In only a few weeks the world will mark the 25th anniversary of the worst nuclear plant disaster to affect our planet - Chernobyl in Ukraine. A major core meltdown released a deadly cloud of radioactive material over Europe and gave the name Chernobyl a terrible resonance.
It is clear that the name Fukushima came perilously close to achieving similar notoriety.
However the real embarrassment for the Japanese Government is not so much the nature of the accident as the fact it is clear authorities were warned long ago about the risks of building nuclear plants in areas of intense seismic activity.
Several years ago, seismologist Ishibashi Katsuhiko warned such an accident was highly likely to occur. Nuclear power plants in Japan have a "fundamental vulnerability" to major earthquakes, Katsuhiko said in 2007.
The Government, the power industry and the academic community seriously underestimated the potential risks posed by major quakes.
Katsuhiko, a professor of urban safety at Kobe University, has highlighted three incidents at reactors between 2005 and 2007.
Atomic plants at Onagawa, Shika and Kashiwazaki-Kariwa were struck by earthquakes that triggered tremors stronger than those the reactor had been designed to survive.
In the case of the incident at the Kashiwazaki reactor in northwestern Japan, a 6.8-scale earthquake on July 16, 2007, set off a fire that blazed for two hours and allowed radioactive water to leak from the plant.
No action was taken in the wake of any of these incidents, despite Katsuhiko's warning that the nation's reactors had "fatal flaws" in their design.
Japan is the world's third largest nuclear power user, with 53 reactors that provide 34.5 per cent of its electricity, and there are plans to increase provision to 50 per cent by 2030.
But its nuclear industry is bedevilled with controversy. In 2002 the president of the country's largest power utility was forced to resign after he and other senior officials were suspected of falsifying plant safety records. Nor is the nature of its reactor planning inducing much comfort.
The trouble is, says Katsuhiko, that Japan began building up its atomic energy system 40 years ago, when seismic activity in the country was comparatively low. This affected the designs of plants which were not built to high enough standards, the seismologist argues.

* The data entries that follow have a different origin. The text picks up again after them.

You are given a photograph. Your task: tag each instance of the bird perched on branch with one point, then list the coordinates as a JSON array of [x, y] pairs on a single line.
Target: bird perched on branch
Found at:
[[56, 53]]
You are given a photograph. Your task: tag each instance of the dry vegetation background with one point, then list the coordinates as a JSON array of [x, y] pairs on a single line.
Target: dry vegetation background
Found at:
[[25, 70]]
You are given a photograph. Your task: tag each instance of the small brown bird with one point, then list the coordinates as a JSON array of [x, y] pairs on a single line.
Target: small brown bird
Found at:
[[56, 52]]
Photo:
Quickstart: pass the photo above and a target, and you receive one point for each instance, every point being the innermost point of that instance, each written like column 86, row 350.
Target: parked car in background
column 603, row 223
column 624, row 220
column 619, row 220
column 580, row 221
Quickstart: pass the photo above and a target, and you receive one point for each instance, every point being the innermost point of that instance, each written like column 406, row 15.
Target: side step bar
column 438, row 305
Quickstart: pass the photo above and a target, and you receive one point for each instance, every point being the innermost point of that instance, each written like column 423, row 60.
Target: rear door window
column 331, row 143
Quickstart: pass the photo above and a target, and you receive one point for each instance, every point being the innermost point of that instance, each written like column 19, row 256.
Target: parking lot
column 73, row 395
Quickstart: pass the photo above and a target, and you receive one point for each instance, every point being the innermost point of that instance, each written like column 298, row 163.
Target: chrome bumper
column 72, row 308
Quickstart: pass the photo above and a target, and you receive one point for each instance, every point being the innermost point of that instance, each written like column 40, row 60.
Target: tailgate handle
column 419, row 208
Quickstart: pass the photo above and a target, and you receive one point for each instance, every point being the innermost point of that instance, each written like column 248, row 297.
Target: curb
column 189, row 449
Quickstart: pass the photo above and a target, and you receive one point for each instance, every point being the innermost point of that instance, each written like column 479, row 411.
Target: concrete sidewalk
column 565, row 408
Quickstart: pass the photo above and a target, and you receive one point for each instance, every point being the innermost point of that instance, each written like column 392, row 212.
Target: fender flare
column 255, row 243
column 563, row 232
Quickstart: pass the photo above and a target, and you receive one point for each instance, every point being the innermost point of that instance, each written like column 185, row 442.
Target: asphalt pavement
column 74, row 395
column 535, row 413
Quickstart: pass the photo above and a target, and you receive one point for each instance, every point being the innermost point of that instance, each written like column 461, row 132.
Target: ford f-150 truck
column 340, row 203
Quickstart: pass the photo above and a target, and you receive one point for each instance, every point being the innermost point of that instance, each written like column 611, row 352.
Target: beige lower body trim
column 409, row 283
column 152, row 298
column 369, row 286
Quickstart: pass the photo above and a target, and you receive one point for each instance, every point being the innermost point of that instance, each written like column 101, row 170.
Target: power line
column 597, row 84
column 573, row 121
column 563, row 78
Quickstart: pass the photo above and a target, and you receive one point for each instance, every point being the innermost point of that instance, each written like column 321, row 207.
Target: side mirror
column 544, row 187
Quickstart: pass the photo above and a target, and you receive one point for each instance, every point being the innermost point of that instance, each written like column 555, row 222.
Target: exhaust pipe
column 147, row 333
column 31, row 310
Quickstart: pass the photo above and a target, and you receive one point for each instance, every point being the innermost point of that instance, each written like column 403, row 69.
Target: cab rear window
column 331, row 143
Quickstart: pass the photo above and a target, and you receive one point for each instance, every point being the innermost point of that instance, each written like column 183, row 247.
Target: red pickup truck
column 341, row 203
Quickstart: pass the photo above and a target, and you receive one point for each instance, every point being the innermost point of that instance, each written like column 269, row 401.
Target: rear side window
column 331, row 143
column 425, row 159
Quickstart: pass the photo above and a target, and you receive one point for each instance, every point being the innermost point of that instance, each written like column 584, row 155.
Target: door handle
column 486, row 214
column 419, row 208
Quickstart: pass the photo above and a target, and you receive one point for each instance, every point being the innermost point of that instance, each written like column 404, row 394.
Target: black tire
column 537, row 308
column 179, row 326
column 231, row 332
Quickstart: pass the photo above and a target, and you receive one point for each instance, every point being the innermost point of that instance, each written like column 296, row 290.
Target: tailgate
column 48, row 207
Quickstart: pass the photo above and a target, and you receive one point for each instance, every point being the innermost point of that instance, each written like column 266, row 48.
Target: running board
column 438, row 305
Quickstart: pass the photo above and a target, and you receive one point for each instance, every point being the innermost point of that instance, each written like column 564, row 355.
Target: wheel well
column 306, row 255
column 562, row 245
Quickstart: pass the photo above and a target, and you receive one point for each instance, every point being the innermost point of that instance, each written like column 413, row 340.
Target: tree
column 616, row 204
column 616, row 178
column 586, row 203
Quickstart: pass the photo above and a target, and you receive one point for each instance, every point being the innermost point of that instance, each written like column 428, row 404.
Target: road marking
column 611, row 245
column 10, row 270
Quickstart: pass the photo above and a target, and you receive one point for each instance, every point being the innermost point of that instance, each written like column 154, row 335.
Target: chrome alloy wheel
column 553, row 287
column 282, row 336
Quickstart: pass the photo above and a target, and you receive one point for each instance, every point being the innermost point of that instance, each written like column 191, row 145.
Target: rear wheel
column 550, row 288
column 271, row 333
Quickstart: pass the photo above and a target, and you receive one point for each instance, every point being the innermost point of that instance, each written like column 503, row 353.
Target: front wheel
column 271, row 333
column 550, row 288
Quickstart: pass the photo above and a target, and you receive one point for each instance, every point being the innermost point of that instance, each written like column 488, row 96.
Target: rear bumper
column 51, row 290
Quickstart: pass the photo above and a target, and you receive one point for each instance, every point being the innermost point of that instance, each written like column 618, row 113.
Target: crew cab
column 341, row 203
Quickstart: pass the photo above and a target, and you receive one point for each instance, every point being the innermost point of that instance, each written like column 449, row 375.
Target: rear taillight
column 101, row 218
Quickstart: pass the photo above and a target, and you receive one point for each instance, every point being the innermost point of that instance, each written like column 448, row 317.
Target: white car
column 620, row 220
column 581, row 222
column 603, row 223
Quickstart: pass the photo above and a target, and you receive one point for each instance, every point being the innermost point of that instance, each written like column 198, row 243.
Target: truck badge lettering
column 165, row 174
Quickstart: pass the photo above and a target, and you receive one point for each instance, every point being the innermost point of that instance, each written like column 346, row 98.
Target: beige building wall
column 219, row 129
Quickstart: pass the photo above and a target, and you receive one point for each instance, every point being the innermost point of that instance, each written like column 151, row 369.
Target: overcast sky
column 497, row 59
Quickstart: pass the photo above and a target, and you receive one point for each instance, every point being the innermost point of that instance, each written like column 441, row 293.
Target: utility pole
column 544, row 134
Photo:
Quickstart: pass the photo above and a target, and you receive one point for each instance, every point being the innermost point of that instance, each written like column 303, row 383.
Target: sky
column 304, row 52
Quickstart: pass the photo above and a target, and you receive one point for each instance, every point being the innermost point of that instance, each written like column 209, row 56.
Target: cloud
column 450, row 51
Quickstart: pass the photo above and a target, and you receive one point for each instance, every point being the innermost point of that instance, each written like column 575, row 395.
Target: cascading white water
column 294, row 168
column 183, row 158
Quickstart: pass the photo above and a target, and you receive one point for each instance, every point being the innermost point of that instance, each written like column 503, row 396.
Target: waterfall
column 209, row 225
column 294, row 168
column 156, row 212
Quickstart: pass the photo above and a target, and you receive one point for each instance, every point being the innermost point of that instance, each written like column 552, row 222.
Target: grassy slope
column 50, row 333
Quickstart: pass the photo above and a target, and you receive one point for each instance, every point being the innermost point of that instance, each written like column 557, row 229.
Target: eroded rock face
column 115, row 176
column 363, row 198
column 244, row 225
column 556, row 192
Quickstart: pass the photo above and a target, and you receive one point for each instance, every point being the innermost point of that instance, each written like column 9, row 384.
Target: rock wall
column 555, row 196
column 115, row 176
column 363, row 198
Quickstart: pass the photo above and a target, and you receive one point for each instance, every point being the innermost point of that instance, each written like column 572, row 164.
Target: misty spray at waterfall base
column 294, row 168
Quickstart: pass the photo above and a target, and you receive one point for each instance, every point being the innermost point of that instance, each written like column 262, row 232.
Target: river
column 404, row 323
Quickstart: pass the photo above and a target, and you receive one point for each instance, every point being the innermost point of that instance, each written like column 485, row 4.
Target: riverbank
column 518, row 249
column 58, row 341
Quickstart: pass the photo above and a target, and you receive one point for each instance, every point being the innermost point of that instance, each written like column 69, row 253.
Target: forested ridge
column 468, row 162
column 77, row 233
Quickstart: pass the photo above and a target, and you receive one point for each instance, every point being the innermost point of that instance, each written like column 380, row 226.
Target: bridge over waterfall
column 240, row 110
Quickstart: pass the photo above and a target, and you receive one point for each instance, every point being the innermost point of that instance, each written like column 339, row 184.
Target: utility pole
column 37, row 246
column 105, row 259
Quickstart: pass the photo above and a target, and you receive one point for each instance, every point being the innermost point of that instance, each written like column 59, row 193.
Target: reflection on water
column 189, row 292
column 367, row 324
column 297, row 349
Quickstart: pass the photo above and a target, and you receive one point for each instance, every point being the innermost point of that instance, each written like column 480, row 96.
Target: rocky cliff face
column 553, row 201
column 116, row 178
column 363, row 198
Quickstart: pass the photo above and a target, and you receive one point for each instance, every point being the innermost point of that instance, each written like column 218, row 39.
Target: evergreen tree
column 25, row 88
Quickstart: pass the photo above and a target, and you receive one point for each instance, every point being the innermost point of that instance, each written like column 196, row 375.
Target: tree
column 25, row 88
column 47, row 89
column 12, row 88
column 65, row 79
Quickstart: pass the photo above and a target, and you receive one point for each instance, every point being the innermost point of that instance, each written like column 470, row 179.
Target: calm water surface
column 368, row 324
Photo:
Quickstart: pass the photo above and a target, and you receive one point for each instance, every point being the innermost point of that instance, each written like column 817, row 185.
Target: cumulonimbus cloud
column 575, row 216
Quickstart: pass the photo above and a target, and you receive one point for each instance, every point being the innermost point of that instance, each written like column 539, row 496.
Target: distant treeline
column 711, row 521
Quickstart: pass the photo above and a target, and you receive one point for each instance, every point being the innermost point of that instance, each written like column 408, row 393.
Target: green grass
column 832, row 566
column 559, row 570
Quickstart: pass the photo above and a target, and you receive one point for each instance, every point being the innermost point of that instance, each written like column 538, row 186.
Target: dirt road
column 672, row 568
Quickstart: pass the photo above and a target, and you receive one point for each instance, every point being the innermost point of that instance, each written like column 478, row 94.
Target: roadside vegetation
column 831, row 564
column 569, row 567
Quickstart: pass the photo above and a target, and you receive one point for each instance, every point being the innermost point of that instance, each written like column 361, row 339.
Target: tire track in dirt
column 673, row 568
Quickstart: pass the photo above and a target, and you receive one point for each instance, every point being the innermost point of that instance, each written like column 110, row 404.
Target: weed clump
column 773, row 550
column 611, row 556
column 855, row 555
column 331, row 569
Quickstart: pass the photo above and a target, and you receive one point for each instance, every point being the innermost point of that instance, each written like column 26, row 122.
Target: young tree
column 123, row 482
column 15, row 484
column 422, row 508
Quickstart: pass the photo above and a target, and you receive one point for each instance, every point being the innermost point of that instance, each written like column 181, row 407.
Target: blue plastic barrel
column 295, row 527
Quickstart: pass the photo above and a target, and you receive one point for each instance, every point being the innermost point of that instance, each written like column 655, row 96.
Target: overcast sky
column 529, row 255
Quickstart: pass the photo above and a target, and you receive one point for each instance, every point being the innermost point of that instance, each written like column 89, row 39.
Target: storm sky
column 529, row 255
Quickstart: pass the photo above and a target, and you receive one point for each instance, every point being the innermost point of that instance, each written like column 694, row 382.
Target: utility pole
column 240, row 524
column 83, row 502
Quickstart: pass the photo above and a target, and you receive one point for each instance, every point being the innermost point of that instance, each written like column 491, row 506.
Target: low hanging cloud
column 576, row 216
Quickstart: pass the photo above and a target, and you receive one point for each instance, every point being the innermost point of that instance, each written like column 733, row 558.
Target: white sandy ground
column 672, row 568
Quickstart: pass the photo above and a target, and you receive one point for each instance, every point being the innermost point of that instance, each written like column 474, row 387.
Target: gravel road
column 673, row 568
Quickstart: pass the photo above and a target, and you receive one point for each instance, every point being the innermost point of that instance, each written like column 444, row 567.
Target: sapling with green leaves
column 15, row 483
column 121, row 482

Since then, Japan has experienced more serious quakes as tension has built up on tectonic plates, culminating in Friday's devastating earthquake, the worst in Japan for more than 100 years. The result was an incident that came perilously close to triggering a nuclear meltdown.
Starved of coolant, the reactor would have heated up dangerously until its fuel rods melted and released a cloud of highly radioactive material.
Not surprisingly, the International Atomic Energy Agency is urgently seeking details of what happened at Fukushima. The rest of the world - which includes many countries that are preparing significant nuclear expansion plans - will be looking very closely at what it finds.